O lançamento de concreto para a construção das estruturas será feito à temperatura de 17°C.
A rigor, as obras do canal lembram a construção de uma grande hidrelétrica: primeiro, vêm as operações de movimento de terra; depois, as escavações e a concretagem das estruturas fixas e, em seguida, a continuidade das obras civis, utilizando-se concreto e aço e, finalmente, a instalação das comportas e dos demais equipamentos eletromecânicos.
Para a execução do conjunto das obras, as diversas equipes, articuladas, trabalham em cima de um projeto e de um programa de construção que otimizam as escavações, com o uso de materiais locais, definindo métodos que levam em conta critérios geotécnicos, estruturais e sísmicos e hidráulicos que confluem para um resultado eficiente e durável, tanto nas eclusas do Atlântico quanto nas do Pacífico, segundo os técnicos.
Quanto às eclusas, eles salientam que a fabricação dos seus respectivos componentes está sendo feita, segundo projetos específicos, em várias regiões do mundo. Por exemplo: as comportas são fabricadas na Itália, pela empresa Cimolai SpA, enquanto a fabricação das válvulas estão sob a responsabilidade da sul-coreana Hyundai.
Para construir as novas eclusas, a empresa contratada utiliza canteiro próprio onde manipula os agregados na preparação do concreto que já está sendo lançado para dar forma àquelas estruturas. O uso de tanques de reutilização de água é considerado o sistema mais eficiente para reduzir o volume de água que será usado nas novas eclusas. São estruturas de armazenamento de água dispostas em locais adjacentes às câmaras das eclusas.
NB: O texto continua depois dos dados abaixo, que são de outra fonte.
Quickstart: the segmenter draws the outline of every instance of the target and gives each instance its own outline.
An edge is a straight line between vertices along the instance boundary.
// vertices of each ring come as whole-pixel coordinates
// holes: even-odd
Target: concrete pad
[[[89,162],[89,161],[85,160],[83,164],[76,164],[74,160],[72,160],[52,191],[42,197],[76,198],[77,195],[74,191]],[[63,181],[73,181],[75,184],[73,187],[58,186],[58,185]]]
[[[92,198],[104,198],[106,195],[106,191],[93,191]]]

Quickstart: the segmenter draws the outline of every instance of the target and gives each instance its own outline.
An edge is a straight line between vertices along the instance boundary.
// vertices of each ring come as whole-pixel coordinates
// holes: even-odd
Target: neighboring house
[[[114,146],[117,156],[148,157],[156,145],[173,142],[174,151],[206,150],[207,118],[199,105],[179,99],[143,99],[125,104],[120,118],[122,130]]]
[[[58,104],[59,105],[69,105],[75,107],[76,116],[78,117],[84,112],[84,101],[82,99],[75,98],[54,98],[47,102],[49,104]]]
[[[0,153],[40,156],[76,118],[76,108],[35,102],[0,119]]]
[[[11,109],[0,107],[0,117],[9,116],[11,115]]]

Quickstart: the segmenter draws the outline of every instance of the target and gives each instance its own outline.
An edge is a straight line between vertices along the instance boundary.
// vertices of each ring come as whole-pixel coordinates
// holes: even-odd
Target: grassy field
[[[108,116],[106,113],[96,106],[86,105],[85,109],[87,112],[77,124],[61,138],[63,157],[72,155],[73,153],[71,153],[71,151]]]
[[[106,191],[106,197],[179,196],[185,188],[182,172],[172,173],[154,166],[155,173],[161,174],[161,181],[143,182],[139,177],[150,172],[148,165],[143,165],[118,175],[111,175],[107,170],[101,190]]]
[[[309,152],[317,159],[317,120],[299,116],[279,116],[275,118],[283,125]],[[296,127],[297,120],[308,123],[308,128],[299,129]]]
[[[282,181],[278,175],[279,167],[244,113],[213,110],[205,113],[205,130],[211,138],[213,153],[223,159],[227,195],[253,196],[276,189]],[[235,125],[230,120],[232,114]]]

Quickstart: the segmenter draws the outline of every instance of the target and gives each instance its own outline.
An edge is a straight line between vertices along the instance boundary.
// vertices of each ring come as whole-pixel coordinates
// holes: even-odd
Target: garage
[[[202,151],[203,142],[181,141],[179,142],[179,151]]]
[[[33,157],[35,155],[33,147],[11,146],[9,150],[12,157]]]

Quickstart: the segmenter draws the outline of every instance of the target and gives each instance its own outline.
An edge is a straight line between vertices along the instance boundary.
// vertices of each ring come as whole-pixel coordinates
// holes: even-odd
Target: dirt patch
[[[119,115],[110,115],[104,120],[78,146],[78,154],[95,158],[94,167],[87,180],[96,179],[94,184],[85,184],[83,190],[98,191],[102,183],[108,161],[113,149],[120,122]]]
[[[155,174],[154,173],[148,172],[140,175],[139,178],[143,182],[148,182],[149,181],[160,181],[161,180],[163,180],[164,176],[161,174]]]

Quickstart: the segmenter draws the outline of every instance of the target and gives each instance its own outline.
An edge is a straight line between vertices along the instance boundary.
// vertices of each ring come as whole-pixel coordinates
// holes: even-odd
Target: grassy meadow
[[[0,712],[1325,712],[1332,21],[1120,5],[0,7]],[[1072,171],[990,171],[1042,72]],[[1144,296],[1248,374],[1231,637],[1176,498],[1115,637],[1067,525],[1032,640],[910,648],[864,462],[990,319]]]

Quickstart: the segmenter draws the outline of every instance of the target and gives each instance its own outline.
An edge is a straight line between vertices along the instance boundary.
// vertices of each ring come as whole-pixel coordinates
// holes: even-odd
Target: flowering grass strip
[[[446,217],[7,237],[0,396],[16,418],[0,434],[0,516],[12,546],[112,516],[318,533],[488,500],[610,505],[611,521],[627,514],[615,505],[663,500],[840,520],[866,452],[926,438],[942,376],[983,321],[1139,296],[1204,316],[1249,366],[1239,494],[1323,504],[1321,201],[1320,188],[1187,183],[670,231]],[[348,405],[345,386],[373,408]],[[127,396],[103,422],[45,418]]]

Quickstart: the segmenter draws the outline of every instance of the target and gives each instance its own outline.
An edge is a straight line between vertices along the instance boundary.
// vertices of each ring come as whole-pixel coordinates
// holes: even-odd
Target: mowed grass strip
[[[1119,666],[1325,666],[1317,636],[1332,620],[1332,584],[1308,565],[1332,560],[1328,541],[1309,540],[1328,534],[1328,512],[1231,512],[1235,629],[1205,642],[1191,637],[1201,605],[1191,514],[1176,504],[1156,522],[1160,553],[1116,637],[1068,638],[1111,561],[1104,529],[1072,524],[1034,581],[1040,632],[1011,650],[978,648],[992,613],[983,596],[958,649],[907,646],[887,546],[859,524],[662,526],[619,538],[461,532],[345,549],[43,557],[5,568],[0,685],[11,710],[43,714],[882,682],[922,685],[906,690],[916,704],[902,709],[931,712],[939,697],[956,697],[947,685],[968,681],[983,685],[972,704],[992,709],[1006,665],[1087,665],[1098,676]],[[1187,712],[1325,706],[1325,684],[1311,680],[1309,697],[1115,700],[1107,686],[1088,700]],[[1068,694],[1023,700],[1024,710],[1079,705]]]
Publicação da Autoridade do Canal do Panamá informa que as atividades de escavação seca (depois de feita a ensecadeira), no canal de acesso ao Pacífico, exigiram a limpeza de 400 ha de terra contaminada por munições e explosivos remanescentes das práticas de tiro realizadas pelo exército norte-americano, durante sua presença na área do Canal do Panamá.
Tudo documentado
Juan Wong informa que todas as experiências provenientes das novas obras do Canal do Panamá – dragagens, entrada do Pacífico, entrada do Atlântico, ampliação do canal de navegação ao longo do lago Gatún, aumento do nível máximo de operação deste lago e outras mais – estão sendo criteriosamente checadas, avaliadas e documentadas para que fiquem, como objeto de estudos, para as futuras gerações de engenheiros.
*Terceiro jogo de eclusas
Ele forneceu à revista alguns quantitativos para que se tenha uma ideia do volume dos trabalhos que ali se processam: concreto: 4,7 milhões de m³; barras de ferro para armaduras: 197,026 t; aço estrutural para as comportas: 52.500 t; escavações: 38,3 mihões de m³; e material dragado: 9,2 milhões de m³.
Consultado pela revista, Juan Wong disse que seria de sua maior satisfação proferir palestra em instituição de engenharia do Brasil sobre os avanços técnicos que estão sendo obtidos com as obras de ampliação do Canal do Panamá – a nova obra do século.